Home Scène Canadienne Le retour tant attendu de Truck Violence à Montréal

Le retour tant attendu de Truck Violence à Montréal

Publié le 27 Mar 2026 par

14 mars 2026, Bâtiment 7

Truck Violence Mothland, Matthew Van Dystadt-Aguiar, https://www.mothland.com/truck-violence
Truck Violence Mothland, Matthew Van Dystadt-Aguiar, https://www.mothland.com/truck-violence

Je me retrouvais dans l’autobus 57 en route vers le Bâtiment 7, un ancien centre de recyclage devenu espace communautaire et là où le show de ce soir aura lieu. Truck Violence, récemment revenus d’une tournée européenne, se retrouve à jouer plus rarement à Montréal, leur ville natale. Il y a encore plus d’excitation envers leur retour en conséquence de leur succès international- même avant mon arrivée à la venue, on remarquait que leur fanbase avait grandi exponentiellement. La preuve: le groupe de personnes au fond de mon bus racontaient qu’ils étaient venus de Connecticut juste pour les voir!

Au Bâtiment 7, des spectateurs de tous âges se faufilaient à travers la foule; certains des vétérans de la scène locale, d’autres assistant à leur tout premier show. La salle était complètement sold-out, avec des personnes regardant les sets du cadre de la porte d’entrée.

Soirée vibrante aux couleurs locales

J’ai assisté à un lineup chargé, composé complètement de groupes locaux. Computer Science (screamo), Sietch (noise) et inheadlights (midwest emo) ont pris la scène en tant que premières parties. L’excitation de la foule augmentait toutefois à l’attente de la tête d’affiche. Auto-décrit comme étant un mélange poignant des sonorités amères du hardcore et du folk de l’Ouest canadien moderne, Truck Violence se démarque dans la scène montréalaise par leur amalgame poétique de genres musicaux, une identité mélodique complexe.

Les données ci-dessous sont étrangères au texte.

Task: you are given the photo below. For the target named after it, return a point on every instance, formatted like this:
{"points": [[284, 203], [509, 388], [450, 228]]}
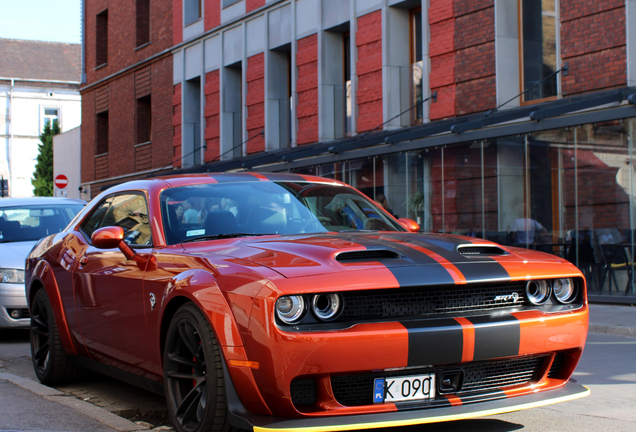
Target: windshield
{"points": [[32, 222], [257, 208]]}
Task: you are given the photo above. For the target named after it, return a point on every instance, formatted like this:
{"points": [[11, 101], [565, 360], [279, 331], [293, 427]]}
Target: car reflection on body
{"points": [[281, 301], [23, 221]]}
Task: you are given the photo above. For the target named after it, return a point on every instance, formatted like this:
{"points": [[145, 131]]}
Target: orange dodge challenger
{"points": [[279, 302]]}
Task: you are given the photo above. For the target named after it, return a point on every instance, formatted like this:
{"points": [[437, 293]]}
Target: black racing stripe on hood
{"points": [[435, 342], [496, 336], [433, 273], [474, 269]]}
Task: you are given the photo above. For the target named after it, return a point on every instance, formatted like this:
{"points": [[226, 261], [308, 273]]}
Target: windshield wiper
{"points": [[221, 236]]}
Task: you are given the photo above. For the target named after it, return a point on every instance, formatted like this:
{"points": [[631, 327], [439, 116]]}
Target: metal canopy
{"points": [[457, 125]]}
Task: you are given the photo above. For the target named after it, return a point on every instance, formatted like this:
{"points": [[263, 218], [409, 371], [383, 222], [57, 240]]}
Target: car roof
{"points": [[13, 202]]}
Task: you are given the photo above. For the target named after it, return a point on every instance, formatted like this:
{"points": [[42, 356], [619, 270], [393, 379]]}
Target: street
{"points": [[607, 368]]}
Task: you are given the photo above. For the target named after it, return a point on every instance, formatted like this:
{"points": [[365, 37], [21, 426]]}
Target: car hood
{"points": [[445, 257], [13, 255]]}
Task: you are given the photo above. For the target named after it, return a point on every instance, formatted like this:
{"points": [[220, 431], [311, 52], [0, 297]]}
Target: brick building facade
{"points": [[127, 97], [468, 115]]}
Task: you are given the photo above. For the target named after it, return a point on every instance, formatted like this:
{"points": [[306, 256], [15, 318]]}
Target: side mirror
{"points": [[112, 237], [409, 224], [108, 237]]}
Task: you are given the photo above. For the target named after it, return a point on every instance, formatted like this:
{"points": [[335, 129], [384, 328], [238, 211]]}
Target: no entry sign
{"points": [[61, 181]]}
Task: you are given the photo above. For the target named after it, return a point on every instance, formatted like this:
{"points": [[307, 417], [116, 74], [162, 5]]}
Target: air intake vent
{"points": [[367, 255], [481, 250]]}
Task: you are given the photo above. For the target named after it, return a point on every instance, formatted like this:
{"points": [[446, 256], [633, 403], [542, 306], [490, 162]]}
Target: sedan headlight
{"points": [[11, 276], [564, 290], [290, 309]]}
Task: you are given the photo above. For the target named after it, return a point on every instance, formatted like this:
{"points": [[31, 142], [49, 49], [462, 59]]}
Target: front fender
{"points": [[43, 274], [201, 287]]}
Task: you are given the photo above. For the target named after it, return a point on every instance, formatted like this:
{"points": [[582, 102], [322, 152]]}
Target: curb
{"points": [[612, 330], [97, 413]]}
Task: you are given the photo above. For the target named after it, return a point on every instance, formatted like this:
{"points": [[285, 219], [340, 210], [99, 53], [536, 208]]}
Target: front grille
{"points": [[367, 255], [424, 301], [481, 250], [303, 392], [557, 364], [356, 390]]}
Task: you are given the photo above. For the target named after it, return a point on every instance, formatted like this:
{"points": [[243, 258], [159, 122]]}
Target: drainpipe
{"points": [[10, 149], [83, 18]]}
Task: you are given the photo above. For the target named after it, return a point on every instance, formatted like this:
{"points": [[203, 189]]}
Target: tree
{"points": [[43, 176]]}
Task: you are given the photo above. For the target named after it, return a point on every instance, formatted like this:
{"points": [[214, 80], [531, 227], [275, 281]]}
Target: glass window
{"points": [[28, 223], [263, 208], [539, 48], [417, 66], [192, 11], [128, 211], [51, 115]]}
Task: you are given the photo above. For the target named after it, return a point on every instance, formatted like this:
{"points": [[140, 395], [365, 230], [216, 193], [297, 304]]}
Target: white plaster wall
{"points": [[26, 114]]}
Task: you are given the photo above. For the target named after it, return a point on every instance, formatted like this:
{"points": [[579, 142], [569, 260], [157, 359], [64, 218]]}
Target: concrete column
{"points": [[507, 51], [630, 24]]}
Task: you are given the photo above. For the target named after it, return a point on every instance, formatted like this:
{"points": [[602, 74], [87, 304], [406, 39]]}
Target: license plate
{"points": [[399, 389]]}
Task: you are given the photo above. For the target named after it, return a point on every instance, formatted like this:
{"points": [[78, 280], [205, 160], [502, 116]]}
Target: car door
{"points": [[109, 288]]}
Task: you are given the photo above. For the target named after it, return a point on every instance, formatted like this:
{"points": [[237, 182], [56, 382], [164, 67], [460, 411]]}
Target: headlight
{"points": [[538, 291], [326, 307], [11, 276], [564, 290], [290, 308]]}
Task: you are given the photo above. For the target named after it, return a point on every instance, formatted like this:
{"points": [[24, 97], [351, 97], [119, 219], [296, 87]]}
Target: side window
{"points": [[128, 211]]}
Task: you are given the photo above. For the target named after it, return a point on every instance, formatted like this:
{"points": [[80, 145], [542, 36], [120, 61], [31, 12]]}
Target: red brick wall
{"points": [[255, 101], [593, 40], [212, 115], [176, 125], [462, 50], [122, 34], [307, 88], [212, 12], [251, 5], [369, 68], [121, 103]]}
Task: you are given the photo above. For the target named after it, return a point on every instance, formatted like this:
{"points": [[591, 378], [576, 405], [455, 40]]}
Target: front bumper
{"points": [[12, 296], [503, 404]]}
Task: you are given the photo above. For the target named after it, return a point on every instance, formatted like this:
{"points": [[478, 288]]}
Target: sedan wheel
{"points": [[50, 362], [193, 374]]}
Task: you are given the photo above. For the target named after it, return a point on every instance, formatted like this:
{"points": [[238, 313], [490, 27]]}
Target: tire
{"points": [[50, 362], [193, 374]]}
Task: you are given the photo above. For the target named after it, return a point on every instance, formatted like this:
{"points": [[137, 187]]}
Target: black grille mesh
{"points": [[366, 255], [303, 392], [422, 301], [557, 364], [481, 250], [356, 390]]}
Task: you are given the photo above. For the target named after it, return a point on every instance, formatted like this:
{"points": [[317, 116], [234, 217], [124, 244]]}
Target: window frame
{"points": [[557, 24]]}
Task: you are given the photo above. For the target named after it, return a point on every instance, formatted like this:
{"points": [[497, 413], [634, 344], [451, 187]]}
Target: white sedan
{"points": [[24, 221]]}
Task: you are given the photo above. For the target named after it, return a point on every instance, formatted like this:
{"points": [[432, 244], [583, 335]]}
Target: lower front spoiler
{"points": [[570, 391]]}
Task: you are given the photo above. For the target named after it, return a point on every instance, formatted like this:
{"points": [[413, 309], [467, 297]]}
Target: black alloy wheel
{"points": [[50, 362], [193, 374]]}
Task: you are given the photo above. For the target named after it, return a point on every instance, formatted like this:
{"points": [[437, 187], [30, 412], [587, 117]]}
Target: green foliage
{"points": [[43, 176]]}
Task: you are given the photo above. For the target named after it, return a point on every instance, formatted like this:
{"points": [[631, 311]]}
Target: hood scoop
{"points": [[367, 255], [473, 250]]}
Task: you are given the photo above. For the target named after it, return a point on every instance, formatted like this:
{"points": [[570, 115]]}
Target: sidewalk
{"points": [[613, 320]]}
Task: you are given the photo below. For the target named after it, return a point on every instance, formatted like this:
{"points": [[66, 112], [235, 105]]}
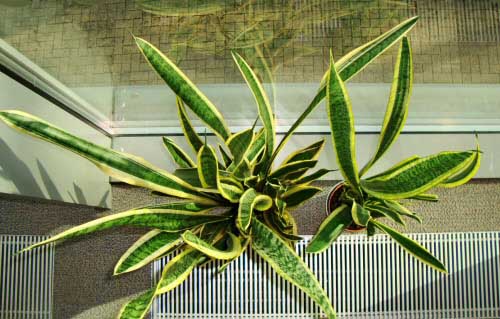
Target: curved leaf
{"points": [[265, 111], [411, 246], [418, 176], [125, 167], [192, 137], [288, 264], [331, 228], [152, 245], [299, 194], [184, 88], [249, 201], [208, 170], [360, 215], [234, 246], [348, 66], [342, 125], [138, 307], [178, 155], [169, 220], [397, 107]]}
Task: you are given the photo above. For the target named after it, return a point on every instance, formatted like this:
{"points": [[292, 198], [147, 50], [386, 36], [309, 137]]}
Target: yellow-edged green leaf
{"points": [[411, 246], [310, 152], [290, 168], [265, 111], [249, 201], [192, 137], [288, 264], [360, 215], [208, 170], [299, 194], [397, 107], [466, 174], [178, 155], [349, 65], [152, 245], [166, 219], [184, 88], [426, 197], [401, 210], [330, 229], [238, 144], [233, 250], [418, 176], [125, 167], [395, 167], [342, 125], [138, 307]]}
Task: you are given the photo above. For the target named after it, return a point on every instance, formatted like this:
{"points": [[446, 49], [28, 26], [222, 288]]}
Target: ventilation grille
{"points": [[26, 280], [365, 277]]}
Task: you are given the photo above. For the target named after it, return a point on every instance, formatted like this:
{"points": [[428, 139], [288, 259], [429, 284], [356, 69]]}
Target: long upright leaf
{"points": [[149, 247], [208, 170], [397, 107], [184, 88], [170, 220], [411, 246], [125, 167], [265, 111], [418, 176], [342, 125], [350, 65], [288, 264], [330, 229], [178, 155], [192, 137]]}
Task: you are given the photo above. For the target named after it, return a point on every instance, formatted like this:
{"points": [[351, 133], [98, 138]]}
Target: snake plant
{"points": [[232, 198], [364, 200]]}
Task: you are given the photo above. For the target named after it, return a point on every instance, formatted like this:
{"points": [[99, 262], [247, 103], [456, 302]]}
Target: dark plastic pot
{"points": [[333, 201]]}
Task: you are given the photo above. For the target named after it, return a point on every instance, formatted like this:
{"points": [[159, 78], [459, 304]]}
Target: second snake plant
{"points": [[363, 201]]}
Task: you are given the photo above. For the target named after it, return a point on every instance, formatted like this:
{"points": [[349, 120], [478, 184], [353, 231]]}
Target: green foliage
{"points": [[377, 197], [255, 200]]}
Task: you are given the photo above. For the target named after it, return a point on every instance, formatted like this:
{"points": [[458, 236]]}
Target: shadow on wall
{"points": [[13, 169]]}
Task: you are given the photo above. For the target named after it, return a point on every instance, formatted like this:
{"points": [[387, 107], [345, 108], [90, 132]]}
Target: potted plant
{"points": [[360, 202], [230, 201]]}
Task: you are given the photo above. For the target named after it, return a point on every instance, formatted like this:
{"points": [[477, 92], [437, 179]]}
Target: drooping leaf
{"points": [[285, 170], [397, 107], [418, 176], [265, 110], [330, 229], [178, 155], [411, 246], [299, 194], [342, 126], [249, 201], [239, 143], [310, 152], [192, 137], [208, 170], [288, 264], [465, 174], [166, 219], [349, 65], [152, 245], [125, 167], [138, 307], [233, 250], [184, 88], [360, 215]]}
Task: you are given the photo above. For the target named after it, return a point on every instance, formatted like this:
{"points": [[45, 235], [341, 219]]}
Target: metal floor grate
{"points": [[26, 280], [365, 278]]}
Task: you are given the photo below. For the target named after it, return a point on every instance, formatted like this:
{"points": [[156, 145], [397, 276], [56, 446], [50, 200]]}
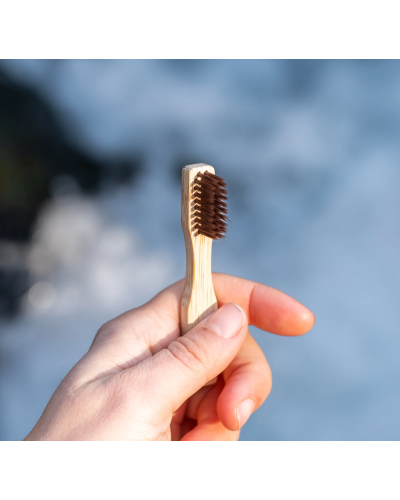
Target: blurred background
{"points": [[91, 154]]}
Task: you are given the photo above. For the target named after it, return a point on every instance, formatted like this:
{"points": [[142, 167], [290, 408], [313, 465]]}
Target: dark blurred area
{"points": [[36, 160], [91, 154]]}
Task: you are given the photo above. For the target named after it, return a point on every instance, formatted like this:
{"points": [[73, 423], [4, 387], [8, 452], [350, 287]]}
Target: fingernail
{"points": [[227, 321], [244, 410]]}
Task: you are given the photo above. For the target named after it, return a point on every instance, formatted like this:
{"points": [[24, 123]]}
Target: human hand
{"points": [[141, 381]]}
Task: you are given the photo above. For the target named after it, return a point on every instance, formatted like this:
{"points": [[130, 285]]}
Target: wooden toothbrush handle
{"points": [[198, 299]]}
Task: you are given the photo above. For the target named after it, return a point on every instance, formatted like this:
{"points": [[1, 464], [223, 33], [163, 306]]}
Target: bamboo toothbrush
{"points": [[204, 219]]}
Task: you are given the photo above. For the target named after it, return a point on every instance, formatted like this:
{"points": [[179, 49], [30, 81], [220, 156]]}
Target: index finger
{"points": [[267, 308]]}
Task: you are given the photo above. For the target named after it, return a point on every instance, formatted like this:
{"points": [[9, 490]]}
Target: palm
{"points": [[211, 413]]}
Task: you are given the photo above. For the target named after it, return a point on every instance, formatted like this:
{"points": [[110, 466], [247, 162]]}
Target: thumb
{"points": [[188, 363]]}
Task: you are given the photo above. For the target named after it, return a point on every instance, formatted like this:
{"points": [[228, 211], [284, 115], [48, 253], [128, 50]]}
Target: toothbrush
{"points": [[204, 219]]}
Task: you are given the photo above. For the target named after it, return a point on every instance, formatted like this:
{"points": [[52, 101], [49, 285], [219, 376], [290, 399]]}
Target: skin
{"points": [[141, 381]]}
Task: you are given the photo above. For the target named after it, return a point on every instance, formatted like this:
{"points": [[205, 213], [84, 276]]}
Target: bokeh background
{"points": [[90, 159]]}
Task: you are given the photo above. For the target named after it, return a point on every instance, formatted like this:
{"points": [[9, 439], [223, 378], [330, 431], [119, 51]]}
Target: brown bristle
{"points": [[210, 212]]}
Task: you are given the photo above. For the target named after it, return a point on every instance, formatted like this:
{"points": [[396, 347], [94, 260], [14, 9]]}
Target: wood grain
{"points": [[198, 299]]}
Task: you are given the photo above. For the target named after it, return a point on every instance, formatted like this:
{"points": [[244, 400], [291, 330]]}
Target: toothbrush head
{"points": [[210, 212]]}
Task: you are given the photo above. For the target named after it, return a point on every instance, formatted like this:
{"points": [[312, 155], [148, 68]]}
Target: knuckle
{"points": [[190, 353]]}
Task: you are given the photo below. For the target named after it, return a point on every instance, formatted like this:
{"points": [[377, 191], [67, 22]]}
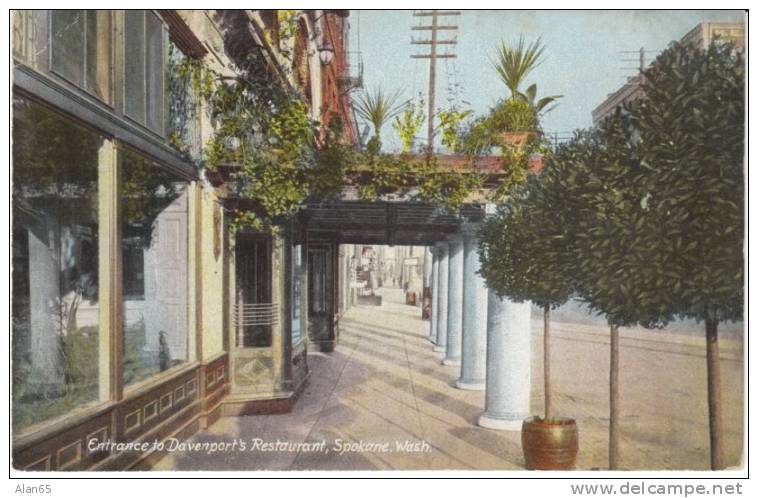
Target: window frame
{"points": [[162, 133], [108, 98]]}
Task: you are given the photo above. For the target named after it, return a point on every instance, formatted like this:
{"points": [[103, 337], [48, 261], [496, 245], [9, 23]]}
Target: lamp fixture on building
{"points": [[326, 53]]}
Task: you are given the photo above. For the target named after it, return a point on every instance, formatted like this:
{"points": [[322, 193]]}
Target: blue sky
{"points": [[582, 59]]}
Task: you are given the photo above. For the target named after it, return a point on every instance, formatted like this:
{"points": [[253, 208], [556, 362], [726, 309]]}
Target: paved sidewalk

Une communion entre l’évolution et les racines

Ayant assisté à leurs shows depuis quelques années, ça m’a fait chaud au cœur de voir autant de monde qui se sont présentés pour eux. Le band a grandi et évolué, mais leur cœur et leur esprit restent les mêmes, fidèles à leurs racines. Leur son distinct et l’émotion crue rayonnaient à travers le set, montrant pourquoi ils vivent autant de succès. Pendant Guns buried in the front yard, seule la voix de Karsyn Henderson et le banjo mélancolique de Chris Clegg résonnaient dans la salle. La centaine de spectateurs assis à terre, attentifs – hypnotisés par la prouesse poétique du band. Malgré la soirée mouvementée, on a vécu un moment de calme.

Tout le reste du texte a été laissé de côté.